Locke’s first job was a party host at a children’s play centre ‘The Big Fun House’ where he honed his ability to play the clown. In returning to that time, he found a material for his suits of armour that offers about as much protection as his self-deprecating humour. The Poundland party platters meant for crisps and cupcakes, are here transformed into gauntlets and vambraces projecting from the walls. Hand embossed into these surfaces are copies of real tattoos inked into the arms and legs of Locke's family, acknowledging that tattoos have long been to working class people what heraldry was to the privileged: A mark of belonging and of protection by association and intimidation.
Across the space from this wall of armour that reads like a gang of flexing biceps, glistening shoulder to shoulder is a counter to all that hyper masculinity. While family and circumstance are a big part of growing up, finding our own identities and sexuality is pivotal. Serving Camp, a last pair of limp-wristed and intricately jointed gauntlets with fake drag nails moulded into the end of each finger. The limpness of the wrist is met with the aggression and sharpness of these nails that become claws, heightening the campness of this deep red velvet wall peeling away at the edges.
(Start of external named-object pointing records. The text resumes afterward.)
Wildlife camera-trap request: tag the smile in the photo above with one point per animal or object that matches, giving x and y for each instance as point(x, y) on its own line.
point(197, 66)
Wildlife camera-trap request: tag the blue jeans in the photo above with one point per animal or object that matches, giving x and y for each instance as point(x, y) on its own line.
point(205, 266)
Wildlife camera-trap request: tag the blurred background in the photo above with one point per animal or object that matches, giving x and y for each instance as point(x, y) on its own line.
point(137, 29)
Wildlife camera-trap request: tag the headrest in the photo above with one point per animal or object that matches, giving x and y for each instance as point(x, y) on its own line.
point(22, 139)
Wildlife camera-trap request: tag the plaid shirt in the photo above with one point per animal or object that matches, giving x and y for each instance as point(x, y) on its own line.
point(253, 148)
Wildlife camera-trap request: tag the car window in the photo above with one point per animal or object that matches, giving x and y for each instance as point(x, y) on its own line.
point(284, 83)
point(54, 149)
Memory and nostalgia are an inescapable part of aging tied to many physical and visual triggers. Despite a recurring drug addiction, Locke’s mother wrote her children poems, caring letters, took many pictures and introduced them to humour in her lighter moments. This weight of emotion and interpersonal tension is drawn out across the exhibition, but in particular in works like Good Intentions, which recall the last remnants of his mother’s half forgotten, half lost poem as it fades into the threads of a net curtain. A childhood passed. Helping to illuminate this scene are modified “Tiffany-style” stained glass lamps. The workmanship of what look like prized lamps has been carefully undone and re-configured in the latest of the artist's co-dependent series of dysfunctional objects. As their glass shards interlock and embrace, one lamp stands while the other is limp, in desperate need of support.